The newly created new_project has a generated unique identifier new_project.id
. The schema can be inspected using
new_project.columns
.
Appending rows¶
We can now proceed to add rows to the project. We can add a maximum of 20 rows per request, so we need to batch our data:
In this example, we’ll generate some fake rows.
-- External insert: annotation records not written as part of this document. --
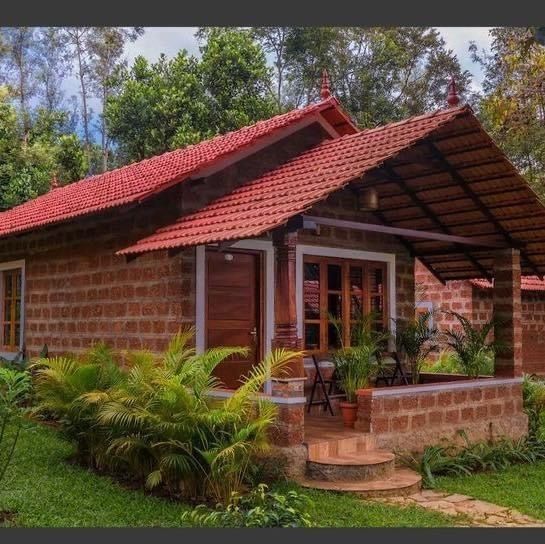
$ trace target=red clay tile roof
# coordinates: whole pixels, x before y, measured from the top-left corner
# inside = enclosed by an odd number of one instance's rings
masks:
[[[335,98],[296,109],[199,144],[177,149],[117,170],[54,189],[34,200],[0,213],[0,237],[33,230],[74,217],[140,202],[180,183],[220,158],[249,148],[257,140],[302,121],[307,116],[335,110],[341,133],[357,130]],[[331,115],[328,113],[329,117]]]
[[[117,254],[263,234],[470,111],[467,106],[440,110],[324,141]]]
[[[471,285],[479,289],[492,289],[493,284],[485,279],[469,280]],[[537,276],[522,276],[520,288],[523,291],[545,291],[545,280],[539,279]]]

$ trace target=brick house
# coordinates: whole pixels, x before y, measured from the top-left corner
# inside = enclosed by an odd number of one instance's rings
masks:
[[[361,391],[358,432],[417,449],[460,428],[523,435],[520,275],[545,271],[545,209],[453,82],[447,108],[363,131],[327,78],[321,96],[0,214],[3,354],[160,350],[190,323],[198,349],[252,348],[219,369],[229,394],[272,347],[335,349],[331,314],[348,331],[374,310],[393,331],[414,312],[418,256],[442,280],[495,278],[509,349],[488,380]],[[264,394],[276,443],[321,455],[339,423],[305,435],[305,381],[295,360]]]
[[[440,330],[452,328],[457,312],[477,326],[492,317],[492,282],[485,279],[441,283],[418,260],[415,263],[417,306],[434,312]],[[536,276],[521,278],[522,367],[528,374],[545,375],[545,281]]]

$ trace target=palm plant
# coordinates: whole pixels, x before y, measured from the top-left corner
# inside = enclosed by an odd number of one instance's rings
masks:
[[[95,466],[122,468],[149,488],[227,501],[268,447],[276,407],[260,396],[264,383],[301,354],[273,351],[232,396],[218,398],[214,370],[247,349],[197,353],[193,337],[194,329],[180,331],[160,355],[129,352],[123,369],[104,345],[81,359],[39,359],[36,412],[56,418]]]
[[[528,415],[528,434],[533,440],[541,440],[545,429],[545,381],[525,374],[522,396]]]
[[[30,378],[27,372],[0,368],[0,482],[15,453],[26,411],[22,403],[29,390]],[[11,431],[9,434],[8,429]]]
[[[498,341],[490,339],[490,334],[497,325],[494,317],[482,327],[474,326],[469,319],[457,312],[453,315],[460,324],[460,330],[445,331],[447,345],[454,351],[454,356],[470,378],[478,378],[490,367],[490,360],[501,349]]]
[[[35,415],[61,423],[64,434],[77,444],[81,460],[98,466],[105,441],[96,425],[96,406],[83,402],[88,393],[103,392],[122,379],[113,351],[103,343],[81,358],[39,358],[30,366],[34,372]]]
[[[361,316],[352,324],[350,346],[345,345],[341,325],[332,320],[341,339],[341,349],[333,354],[339,386],[346,393],[347,402],[356,402],[358,389],[369,387],[380,368],[381,353],[390,334],[373,328],[374,315]]]
[[[412,319],[396,320],[398,350],[404,355],[411,371],[413,384],[420,380],[426,357],[435,349],[437,329],[431,326],[433,312],[416,313]]]
[[[268,446],[276,407],[256,396],[298,354],[273,351],[231,397],[220,399],[211,395],[220,385],[214,369],[247,350],[197,354],[187,346],[190,335],[177,335],[155,364],[141,354],[133,359],[125,383],[102,403],[98,421],[110,430],[109,453],[145,478],[147,487],[226,501],[240,490],[253,455]]]

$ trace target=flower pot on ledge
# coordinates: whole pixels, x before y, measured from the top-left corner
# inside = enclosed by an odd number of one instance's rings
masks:
[[[358,415],[358,403],[357,402],[340,402],[339,408],[343,416],[344,426],[353,429],[356,423],[356,417]]]

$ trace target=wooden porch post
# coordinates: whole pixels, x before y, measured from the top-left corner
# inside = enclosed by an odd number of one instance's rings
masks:
[[[297,334],[295,249],[297,232],[274,233],[275,291],[273,348],[301,349]],[[279,446],[299,445],[304,439],[305,369],[302,357],[292,361],[287,372],[272,378],[272,396],[278,404],[274,441]]]
[[[498,321],[494,335],[502,349],[496,355],[496,376],[522,376],[520,276],[520,251],[498,251],[494,256],[493,311]]]

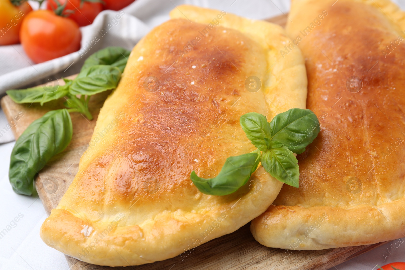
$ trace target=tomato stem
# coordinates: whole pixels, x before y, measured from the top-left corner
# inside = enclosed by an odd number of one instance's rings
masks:
[[[38,1],[38,0],[36,0]],[[44,1],[44,0],[39,0]],[[58,6],[56,7],[56,9],[54,9],[53,7],[52,7],[52,9],[53,11],[53,12],[56,15],[60,16],[61,17],[68,17],[70,14],[75,13],[75,11],[72,10],[71,9],[65,9],[66,8],[66,5],[68,3],[67,1],[65,2],[63,5],[60,3],[59,0],[55,0],[55,2],[56,3]]]
[[[44,0],[42,0],[44,1]],[[17,6],[21,6],[24,2],[26,1],[27,0],[10,0],[10,2],[11,2],[11,4]]]

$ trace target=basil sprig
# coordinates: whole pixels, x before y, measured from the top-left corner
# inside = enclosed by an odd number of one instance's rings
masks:
[[[190,178],[194,185],[201,192],[211,195],[234,192],[247,183],[257,168],[258,162],[253,162],[251,156],[246,155],[256,153],[262,165],[272,176],[298,187],[299,169],[294,154],[303,153],[318,135],[320,128],[316,115],[310,110],[294,108],[277,115],[270,123],[257,113],[243,115],[240,122],[246,136],[258,149],[228,157],[214,178],[198,177],[193,171]],[[250,174],[247,173],[248,168]]]
[[[233,193],[247,183],[254,172],[260,161],[260,151],[256,150],[226,159],[218,175],[205,179],[199,177],[194,171],[190,177],[194,185],[205,194],[210,195],[227,195]]]
[[[11,153],[9,173],[15,192],[32,194],[35,175],[72,139],[69,113],[79,112],[92,120],[88,107],[90,96],[116,87],[130,53],[122,48],[107,48],[91,55],[74,80],[64,79],[63,85],[48,85],[6,91],[19,104],[40,103],[42,106],[64,98],[64,104],[68,108],[48,112],[33,122],[18,138]]]
[[[11,152],[9,177],[16,193],[32,194],[34,176],[51,157],[66,148],[72,133],[66,109],[48,112],[28,126]]]
[[[63,85],[47,85],[6,92],[17,103],[40,103],[41,106],[66,97],[65,104],[69,112],[80,113],[92,120],[88,97],[117,87],[130,53],[123,48],[108,47],[90,55],[77,77],[73,80],[64,79]],[[77,95],[81,96],[72,97]]]
[[[131,52],[121,47],[111,47],[93,53],[84,62],[83,70],[96,65],[108,65],[118,68],[124,72]]]

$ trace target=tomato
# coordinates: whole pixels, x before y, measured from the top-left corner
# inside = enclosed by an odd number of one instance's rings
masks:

For your application you may for example read from your database, another API or a CSV. The ordering of columns within a row does not matter as columns are referenced using the ref
from caplena.models.projects import (
MultipleRowPayload,
RowPayload,
NonTTACell,
TTACell,
)
# generate fake rows
rows = MultipleRowPayload(
rows=[
RowPayload(
columns=[
NonTTACell(ref="id", value=i),
TTACell(ref="nps_why", value=f"Row {i}", topics=[]),
]
) for i in range(100)
]
).model_dump()["rows"]
# batch rows, we'll use numpy for this
import numpy as np
n_batches = np.ceil(len(rows)/20) # compute the number of batches needed
row_batches = np.array_split(rows, n_batches) # do the batching
new_rows = []
for row_batch in row_batches:
new_rows.append(new_project.append_rows(rows=list(row_batch))) # need to cast to list from ndarray
This process takes a while, to monitor the status you can use task_id property from the RowsAppend response and call get_append_status.
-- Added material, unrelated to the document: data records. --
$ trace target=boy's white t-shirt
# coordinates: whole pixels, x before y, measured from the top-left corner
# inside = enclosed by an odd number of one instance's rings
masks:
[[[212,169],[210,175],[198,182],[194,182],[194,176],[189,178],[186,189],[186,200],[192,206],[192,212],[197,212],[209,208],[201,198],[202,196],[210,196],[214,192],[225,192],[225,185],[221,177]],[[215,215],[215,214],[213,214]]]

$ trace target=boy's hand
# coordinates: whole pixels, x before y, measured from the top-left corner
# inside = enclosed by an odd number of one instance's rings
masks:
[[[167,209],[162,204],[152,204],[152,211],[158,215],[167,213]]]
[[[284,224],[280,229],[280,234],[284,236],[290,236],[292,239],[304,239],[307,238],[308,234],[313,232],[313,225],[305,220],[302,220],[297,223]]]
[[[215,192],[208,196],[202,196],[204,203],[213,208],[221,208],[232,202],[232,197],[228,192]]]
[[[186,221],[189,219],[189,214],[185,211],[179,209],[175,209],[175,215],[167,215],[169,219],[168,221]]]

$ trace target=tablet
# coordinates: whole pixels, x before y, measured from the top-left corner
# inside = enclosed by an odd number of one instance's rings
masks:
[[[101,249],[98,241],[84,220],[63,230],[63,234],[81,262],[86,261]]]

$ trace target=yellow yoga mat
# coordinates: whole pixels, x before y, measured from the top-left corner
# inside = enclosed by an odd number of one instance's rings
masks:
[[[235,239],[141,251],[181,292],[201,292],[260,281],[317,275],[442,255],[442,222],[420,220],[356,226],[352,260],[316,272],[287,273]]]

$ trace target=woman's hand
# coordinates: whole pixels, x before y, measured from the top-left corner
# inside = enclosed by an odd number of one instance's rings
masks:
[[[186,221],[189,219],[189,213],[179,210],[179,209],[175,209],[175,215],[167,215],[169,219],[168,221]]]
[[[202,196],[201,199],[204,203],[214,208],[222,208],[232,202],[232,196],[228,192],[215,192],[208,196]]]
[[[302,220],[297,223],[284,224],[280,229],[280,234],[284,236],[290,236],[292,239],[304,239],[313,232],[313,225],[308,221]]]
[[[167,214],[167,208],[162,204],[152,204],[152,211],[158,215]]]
# Check append status one by one using their IDs:
for append_task in new_rows:
while new_project.get_append_status(task_id=append_task.task_id).status == 'in_progress':
time.sleep(10)
# OR
# Check all append statuses form the project
all_tasks = new_project.get_append_status()
for task in all_tasks.tasks:
if task['status'] == 'in_progress':
# Do something when upload not ready
elif task['status'] == 'failed':
# Do something when task has failed
elif task['status'] == 'timed_out':
# Do something when task timed_out
elif task['status'] == 'succeeded':
# Do something when task succeeded
When all upload tasks will succeeded the data will be uploaded to Caplena and ready to be analyzed!